Samedi 14 mai. — J’ai beaucoup travaillé toute la matinée à extraire des notes, pour la partie historique du Poussin. Il y a peu de jours où je me livre à ce travail avec beaucoup d’entrain ; d’autres où il me répugne horriblement. Quoi qu’il en soit, je persévère et j’espère que j’en viendrai à bout : ce sera une raison de rester ici un peu davantage.

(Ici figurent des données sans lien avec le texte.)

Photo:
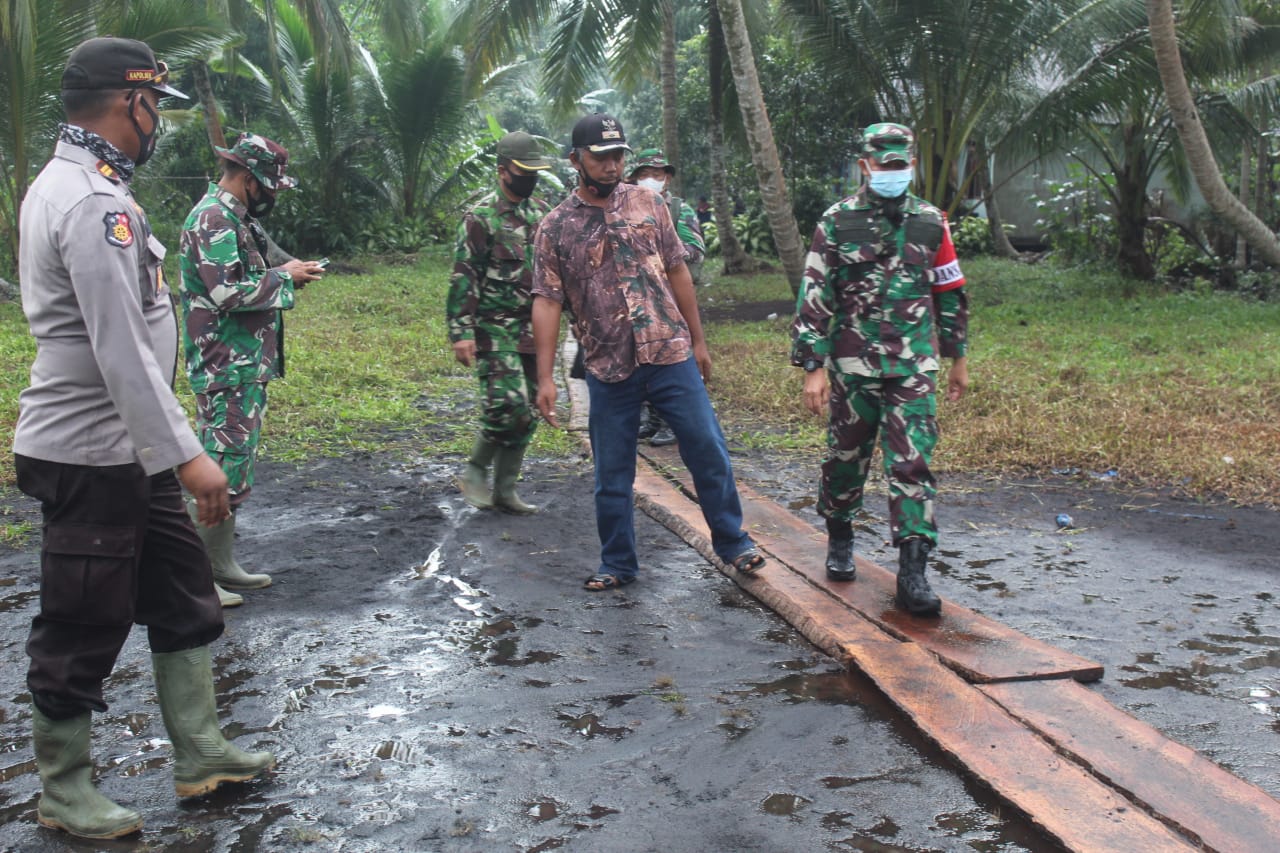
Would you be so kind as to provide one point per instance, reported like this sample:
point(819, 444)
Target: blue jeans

Vers trois heures, j’ai fait une promenade à travers le village, pour aller à l’autre extrémité ; je comptais, en passant, voir le maire et acheter des cigares ; je n’ai eu de succès que dans cette dernière tentative ; mais j’ai fait en chemin toutes sortes de rencontres, qui m’ont donné de l’ennui, parce quelles me présagent la fin de la tranquillité dont je jouis. Toute la maison Barbier va venir demain, et s’installer pour deux jours ; Mme Villot peut-être demain… Que le ciel les conduise !

— L’entrée de la forêt, celle que je prenais quand j’étais dans mon premier logement, m’a paru charmante, surtout l’allée qui conduit au chêne d’Antain. Les coupes qu’on a faites à droite et à gauche, et qui vont s’étendre encore, malheureusement, donnent des aspects qui varient toute cette partie.

Le soir, descendu vers la rivière, et promenade au bord de l’eau, en allant vers le pont. J’étais ravi de la grandeur et de l’aspect paisible de cette eau : jamais je ne l’avais vue si pittoresque. Du côté du couchant, elle rappelait tout à fait les teintes à la Ziem… Quelques tours encore dans le jardin, par un petit clair de lune, qui se confondait avec le jour finissant.

J’ai trouvé dans cette promenade solitaire quelques instants de bonheur. Les sentiments mélancoliques qu’inspire le spectacle de la nature m’ont paru, plus que jamais, au bord de cette rivière, une nécessité de notre être. Ce sentiment mal défini, que chaque homme peut-être a cru lui être particulier, s’est trouvé avoir un écho chez tous les êtres sensibles. Les modernes n’ont eu que le tort de lui faire tenir trop de place dans leurs compositions ; aussi les poètes des contrées du Nord, les Anglais particulièrement, sont-ils les pères du genre. Tout porte à la rêverie chez eux : les mœurs plus recueillies, et la nature plus sévère dans son aspect.